In Tibet they were known as khache [Kashmiri Muslims].  In Kashmir
they are called Tibetan Muslims. The small Muslim community that fled
Tibet after China's invasion in 1959 are in constant search of their
identity in Kashmir. "I don't like it when people call me Tibetan
Muslim. It sounds as if I don't belong," says Faiz Malik, whose
family fled Tibet in 1959, when he was a child.

After China occupied Tibet in 1959 the Muslim community approached
the Indian mission in Lhasa to claim Indian citizenship, citing their
Kashmiri ancestry. "The Indian government said that all Tibetan
Muslims were Indian nationals," says Faiz.

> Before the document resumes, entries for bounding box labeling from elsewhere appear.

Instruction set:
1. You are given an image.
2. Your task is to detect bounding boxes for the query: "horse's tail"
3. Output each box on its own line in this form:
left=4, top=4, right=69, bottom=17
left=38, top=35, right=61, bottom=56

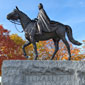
left=65, top=25, right=82, bottom=45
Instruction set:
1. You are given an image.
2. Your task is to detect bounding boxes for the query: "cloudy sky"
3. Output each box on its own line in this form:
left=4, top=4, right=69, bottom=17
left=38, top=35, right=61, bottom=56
left=0, top=0, right=85, bottom=41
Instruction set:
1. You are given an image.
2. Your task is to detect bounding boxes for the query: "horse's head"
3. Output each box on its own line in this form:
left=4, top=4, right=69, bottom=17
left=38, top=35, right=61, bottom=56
left=7, top=7, right=20, bottom=20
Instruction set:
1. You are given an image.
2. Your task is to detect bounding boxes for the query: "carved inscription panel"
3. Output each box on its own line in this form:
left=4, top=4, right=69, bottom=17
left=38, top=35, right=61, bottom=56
left=25, top=74, right=75, bottom=85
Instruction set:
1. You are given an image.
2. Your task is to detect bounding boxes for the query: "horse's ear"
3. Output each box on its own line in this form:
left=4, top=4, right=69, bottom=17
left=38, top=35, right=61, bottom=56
left=16, top=6, right=19, bottom=11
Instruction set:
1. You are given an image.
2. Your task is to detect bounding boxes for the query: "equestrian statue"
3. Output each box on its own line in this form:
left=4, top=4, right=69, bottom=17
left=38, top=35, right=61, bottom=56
left=7, top=3, right=81, bottom=60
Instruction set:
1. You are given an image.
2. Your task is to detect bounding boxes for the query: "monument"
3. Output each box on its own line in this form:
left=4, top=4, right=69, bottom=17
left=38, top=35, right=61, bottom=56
left=2, top=3, right=85, bottom=85
left=7, top=3, right=81, bottom=60
left=2, top=60, right=85, bottom=85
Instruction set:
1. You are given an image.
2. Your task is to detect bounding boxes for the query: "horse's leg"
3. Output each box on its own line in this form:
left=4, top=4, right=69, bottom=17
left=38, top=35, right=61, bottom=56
left=62, top=37, right=71, bottom=60
left=33, top=42, right=38, bottom=60
left=22, top=41, right=31, bottom=56
left=51, top=39, right=59, bottom=60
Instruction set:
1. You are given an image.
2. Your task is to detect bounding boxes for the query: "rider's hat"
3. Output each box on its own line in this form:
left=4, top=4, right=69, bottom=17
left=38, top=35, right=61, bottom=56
left=38, top=3, right=43, bottom=9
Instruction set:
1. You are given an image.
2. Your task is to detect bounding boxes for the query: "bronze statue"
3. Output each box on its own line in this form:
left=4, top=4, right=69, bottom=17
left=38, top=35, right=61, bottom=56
left=7, top=3, right=81, bottom=60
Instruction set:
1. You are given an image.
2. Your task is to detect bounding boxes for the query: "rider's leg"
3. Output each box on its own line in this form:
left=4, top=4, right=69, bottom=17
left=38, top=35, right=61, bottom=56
left=37, top=20, right=42, bottom=34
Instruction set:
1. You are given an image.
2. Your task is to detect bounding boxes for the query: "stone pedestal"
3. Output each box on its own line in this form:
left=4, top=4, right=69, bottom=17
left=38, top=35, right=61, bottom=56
left=2, top=60, right=85, bottom=85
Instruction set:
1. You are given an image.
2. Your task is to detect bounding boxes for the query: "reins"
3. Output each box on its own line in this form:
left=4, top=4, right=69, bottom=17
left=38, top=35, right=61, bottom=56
left=10, top=20, right=23, bottom=33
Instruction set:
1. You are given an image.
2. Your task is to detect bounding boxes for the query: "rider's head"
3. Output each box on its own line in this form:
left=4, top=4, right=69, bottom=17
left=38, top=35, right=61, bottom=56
left=38, top=3, right=43, bottom=10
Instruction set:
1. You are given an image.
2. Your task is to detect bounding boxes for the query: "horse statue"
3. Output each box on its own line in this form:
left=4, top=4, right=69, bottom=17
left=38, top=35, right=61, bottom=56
left=7, top=7, right=81, bottom=60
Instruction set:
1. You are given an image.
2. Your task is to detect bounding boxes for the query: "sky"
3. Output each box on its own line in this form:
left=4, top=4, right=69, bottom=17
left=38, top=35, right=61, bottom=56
left=0, top=0, right=85, bottom=42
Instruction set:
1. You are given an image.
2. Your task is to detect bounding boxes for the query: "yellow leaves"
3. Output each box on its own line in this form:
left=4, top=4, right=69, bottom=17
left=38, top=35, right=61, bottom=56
left=10, top=34, right=25, bottom=45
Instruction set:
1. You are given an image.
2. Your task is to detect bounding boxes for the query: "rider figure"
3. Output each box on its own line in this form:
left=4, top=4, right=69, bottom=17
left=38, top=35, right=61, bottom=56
left=37, top=3, right=50, bottom=34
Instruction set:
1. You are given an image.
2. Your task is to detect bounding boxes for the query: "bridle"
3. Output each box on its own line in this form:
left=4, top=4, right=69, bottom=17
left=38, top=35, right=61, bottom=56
left=9, top=9, right=23, bottom=33
left=10, top=20, right=23, bottom=33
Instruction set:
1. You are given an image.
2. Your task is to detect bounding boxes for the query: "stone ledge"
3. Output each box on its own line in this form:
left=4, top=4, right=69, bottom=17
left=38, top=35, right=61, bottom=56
left=2, top=60, right=85, bottom=85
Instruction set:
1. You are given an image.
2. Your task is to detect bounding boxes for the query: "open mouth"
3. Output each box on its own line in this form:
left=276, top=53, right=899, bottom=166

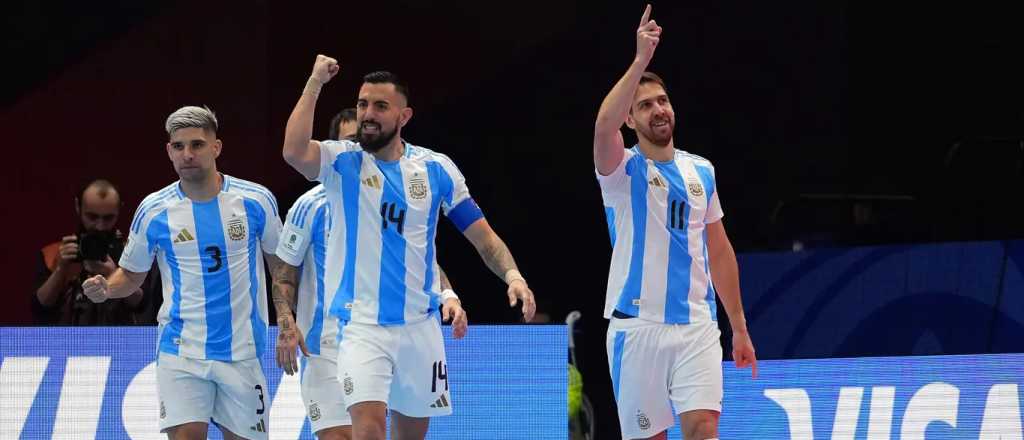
left=362, top=122, right=381, bottom=134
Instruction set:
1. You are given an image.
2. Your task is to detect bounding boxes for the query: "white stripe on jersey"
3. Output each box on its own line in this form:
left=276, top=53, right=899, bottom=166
left=276, top=185, right=338, bottom=361
left=120, top=175, right=281, bottom=361
left=597, top=147, right=722, bottom=323
left=317, top=141, right=482, bottom=325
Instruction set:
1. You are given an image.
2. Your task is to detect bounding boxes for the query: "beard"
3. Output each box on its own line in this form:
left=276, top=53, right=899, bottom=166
left=355, top=122, right=398, bottom=152
left=640, top=119, right=676, bottom=146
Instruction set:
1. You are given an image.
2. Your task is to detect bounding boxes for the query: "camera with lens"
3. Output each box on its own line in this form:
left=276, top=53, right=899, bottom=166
left=76, top=230, right=122, bottom=261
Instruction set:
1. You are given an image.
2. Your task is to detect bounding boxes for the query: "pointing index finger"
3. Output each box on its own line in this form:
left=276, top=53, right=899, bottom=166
left=640, top=3, right=650, bottom=26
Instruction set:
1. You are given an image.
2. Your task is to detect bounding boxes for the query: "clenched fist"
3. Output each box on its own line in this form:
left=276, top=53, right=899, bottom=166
left=82, top=275, right=110, bottom=303
left=309, top=55, right=341, bottom=84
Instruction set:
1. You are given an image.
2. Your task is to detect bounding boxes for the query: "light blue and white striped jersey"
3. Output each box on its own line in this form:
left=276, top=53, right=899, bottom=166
left=317, top=141, right=483, bottom=325
left=276, top=185, right=338, bottom=361
left=120, top=175, right=281, bottom=361
left=597, top=146, right=723, bottom=323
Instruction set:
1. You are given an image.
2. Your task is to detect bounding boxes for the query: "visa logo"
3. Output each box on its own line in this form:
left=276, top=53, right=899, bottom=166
left=0, top=356, right=305, bottom=439
left=764, top=382, right=1024, bottom=440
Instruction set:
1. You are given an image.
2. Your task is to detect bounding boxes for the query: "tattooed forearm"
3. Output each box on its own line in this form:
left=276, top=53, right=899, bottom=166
left=272, top=262, right=299, bottom=317
left=477, top=235, right=517, bottom=279
left=437, top=266, right=452, bottom=291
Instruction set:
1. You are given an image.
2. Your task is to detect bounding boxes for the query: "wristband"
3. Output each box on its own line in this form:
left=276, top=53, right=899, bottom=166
left=441, top=289, right=462, bottom=304
left=505, top=269, right=526, bottom=284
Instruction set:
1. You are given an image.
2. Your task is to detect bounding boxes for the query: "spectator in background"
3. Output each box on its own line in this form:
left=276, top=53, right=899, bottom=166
left=32, top=179, right=154, bottom=325
left=331, top=108, right=357, bottom=140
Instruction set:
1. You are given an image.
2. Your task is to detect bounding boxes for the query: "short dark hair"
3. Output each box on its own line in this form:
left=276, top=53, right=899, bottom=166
left=630, top=72, right=669, bottom=115
left=640, top=72, right=669, bottom=93
left=362, top=71, right=412, bottom=105
left=329, top=107, right=355, bottom=140
left=75, top=179, right=121, bottom=211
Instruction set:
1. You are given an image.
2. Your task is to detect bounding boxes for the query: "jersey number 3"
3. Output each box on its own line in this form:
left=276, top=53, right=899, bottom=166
left=204, top=246, right=223, bottom=272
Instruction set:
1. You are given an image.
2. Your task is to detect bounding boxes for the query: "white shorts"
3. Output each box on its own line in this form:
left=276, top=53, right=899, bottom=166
left=299, top=356, right=352, bottom=433
left=157, top=352, right=270, bottom=439
left=606, top=318, right=722, bottom=438
left=338, top=316, right=452, bottom=417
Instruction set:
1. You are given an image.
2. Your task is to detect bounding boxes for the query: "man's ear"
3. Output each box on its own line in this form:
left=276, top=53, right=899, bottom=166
left=626, top=109, right=637, bottom=130
left=398, top=107, right=413, bottom=127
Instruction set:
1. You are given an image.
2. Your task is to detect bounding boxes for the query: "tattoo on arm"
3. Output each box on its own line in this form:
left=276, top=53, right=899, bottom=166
left=272, top=263, right=299, bottom=317
left=437, top=266, right=453, bottom=291
left=479, top=235, right=518, bottom=279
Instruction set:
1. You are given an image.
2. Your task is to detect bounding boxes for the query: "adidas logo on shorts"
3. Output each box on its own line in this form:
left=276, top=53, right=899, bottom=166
left=430, top=394, right=452, bottom=408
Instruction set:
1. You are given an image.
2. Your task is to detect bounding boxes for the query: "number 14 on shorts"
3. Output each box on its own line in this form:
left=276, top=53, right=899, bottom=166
left=430, top=360, right=447, bottom=393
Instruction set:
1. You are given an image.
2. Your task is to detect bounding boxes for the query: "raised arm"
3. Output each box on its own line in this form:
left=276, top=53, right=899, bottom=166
left=263, top=254, right=309, bottom=375
left=82, top=268, right=148, bottom=303
left=463, top=218, right=537, bottom=322
left=282, top=55, right=341, bottom=180
left=594, top=4, right=662, bottom=176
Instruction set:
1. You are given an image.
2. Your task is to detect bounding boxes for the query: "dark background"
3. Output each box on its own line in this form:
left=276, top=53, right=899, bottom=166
left=0, top=0, right=1024, bottom=432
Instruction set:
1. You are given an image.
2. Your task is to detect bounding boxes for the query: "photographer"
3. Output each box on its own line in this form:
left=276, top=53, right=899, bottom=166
left=32, top=179, right=153, bottom=325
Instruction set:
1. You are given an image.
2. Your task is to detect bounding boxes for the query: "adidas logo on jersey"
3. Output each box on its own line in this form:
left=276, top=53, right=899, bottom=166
left=249, top=417, right=266, bottom=433
left=430, top=394, right=452, bottom=408
left=174, top=228, right=196, bottom=244
left=362, top=175, right=381, bottom=189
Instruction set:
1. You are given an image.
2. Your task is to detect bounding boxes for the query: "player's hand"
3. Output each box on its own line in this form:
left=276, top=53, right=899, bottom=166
left=310, top=55, right=341, bottom=84
left=82, top=255, right=118, bottom=276
left=441, top=298, right=469, bottom=339
left=82, top=275, right=110, bottom=303
left=637, top=4, right=662, bottom=64
left=276, top=313, right=309, bottom=376
left=508, top=279, right=537, bottom=322
left=732, top=332, right=758, bottom=379
left=57, top=235, right=78, bottom=269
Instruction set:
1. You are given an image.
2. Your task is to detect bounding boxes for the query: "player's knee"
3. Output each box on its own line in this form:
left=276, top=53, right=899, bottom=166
left=352, top=424, right=385, bottom=440
left=167, top=423, right=208, bottom=440
left=683, top=417, right=718, bottom=440
left=316, top=425, right=352, bottom=440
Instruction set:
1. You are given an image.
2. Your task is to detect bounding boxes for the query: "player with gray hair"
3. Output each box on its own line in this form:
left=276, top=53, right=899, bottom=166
left=83, top=106, right=282, bottom=439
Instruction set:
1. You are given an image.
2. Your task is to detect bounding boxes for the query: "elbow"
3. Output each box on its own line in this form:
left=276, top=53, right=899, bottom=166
left=35, top=289, right=56, bottom=307
left=594, top=116, right=621, bottom=139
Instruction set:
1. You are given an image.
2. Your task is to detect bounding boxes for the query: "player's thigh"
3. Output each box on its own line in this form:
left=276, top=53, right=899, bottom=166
left=388, top=318, right=454, bottom=417
left=300, top=356, right=352, bottom=438
left=669, top=322, right=723, bottom=413
left=679, top=409, right=719, bottom=440
left=605, top=318, right=677, bottom=439
left=391, top=410, right=430, bottom=440
left=157, top=353, right=217, bottom=436
left=212, top=359, right=270, bottom=439
left=337, top=322, right=397, bottom=409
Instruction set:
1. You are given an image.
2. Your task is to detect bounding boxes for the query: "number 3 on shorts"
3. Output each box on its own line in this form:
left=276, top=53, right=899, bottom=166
left=256, top=385, right=266, bottom=415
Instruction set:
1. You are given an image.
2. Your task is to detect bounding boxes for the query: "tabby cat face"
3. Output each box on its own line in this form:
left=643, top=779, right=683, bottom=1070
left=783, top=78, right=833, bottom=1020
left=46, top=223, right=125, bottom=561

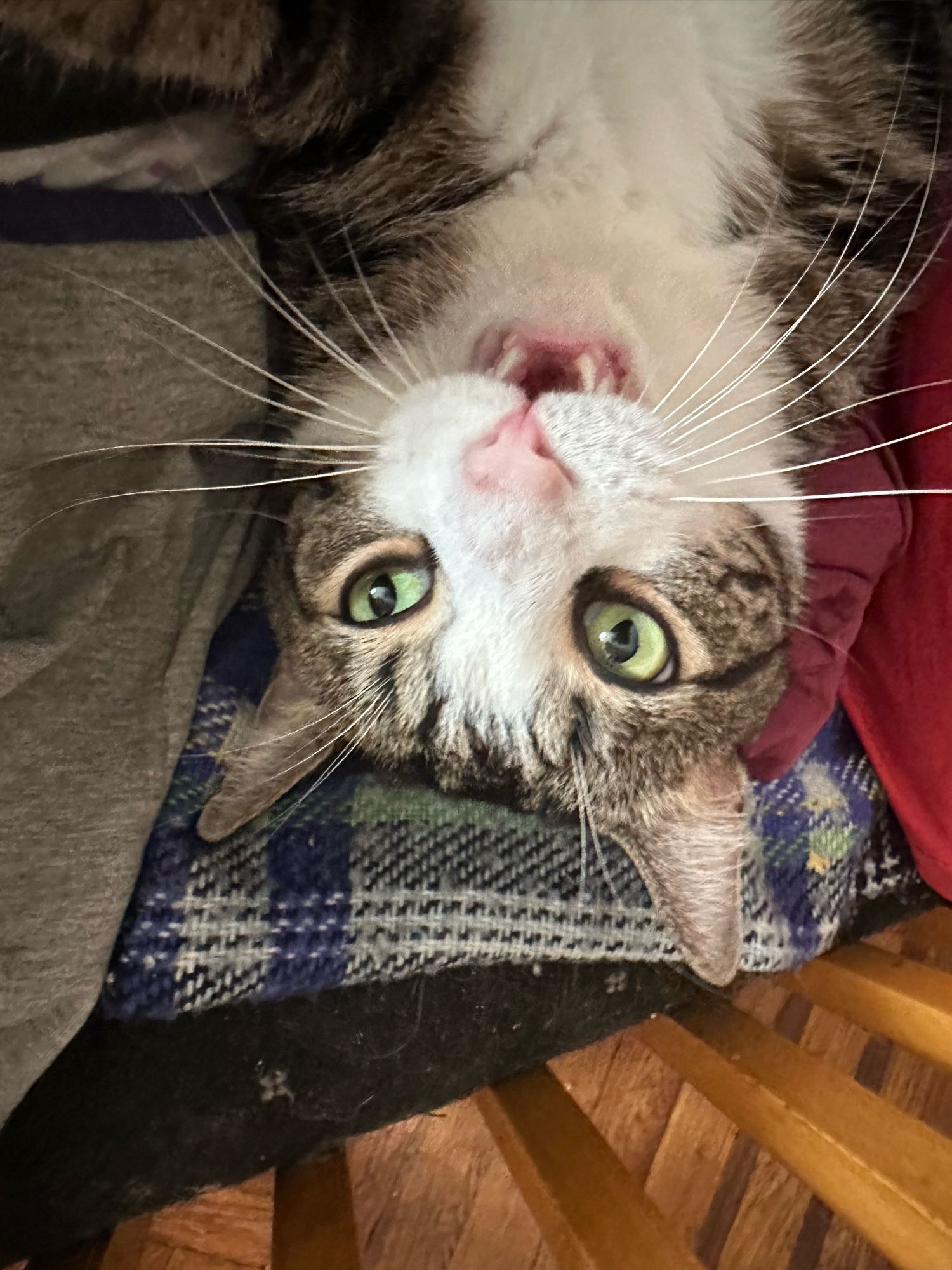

Faiz, along with other Tibetan Muslims who crossed over into India to
border towns in late 1959, gradually moved to Kashmir. Faiz has
relatives in Ladakh, which helped him prove that he belonged to the
place. He is former assistant director of the forest department in
J&K. "The people from our community don't have state subject
documents. This means though they have Indian citizenship they don't
have the same rights as the other citizens," says Faiz. Without the
state subject document, Tibetan Muslims have no right to higher
schooling, health care or property ownership. Nor can they apply for
government jobs.  The identity crisis that this community feels
persists even after 50 years. When families shifted from the Tibetan
colony at Eidgah to Hawal, they made it a point not to call it Tibetan colony.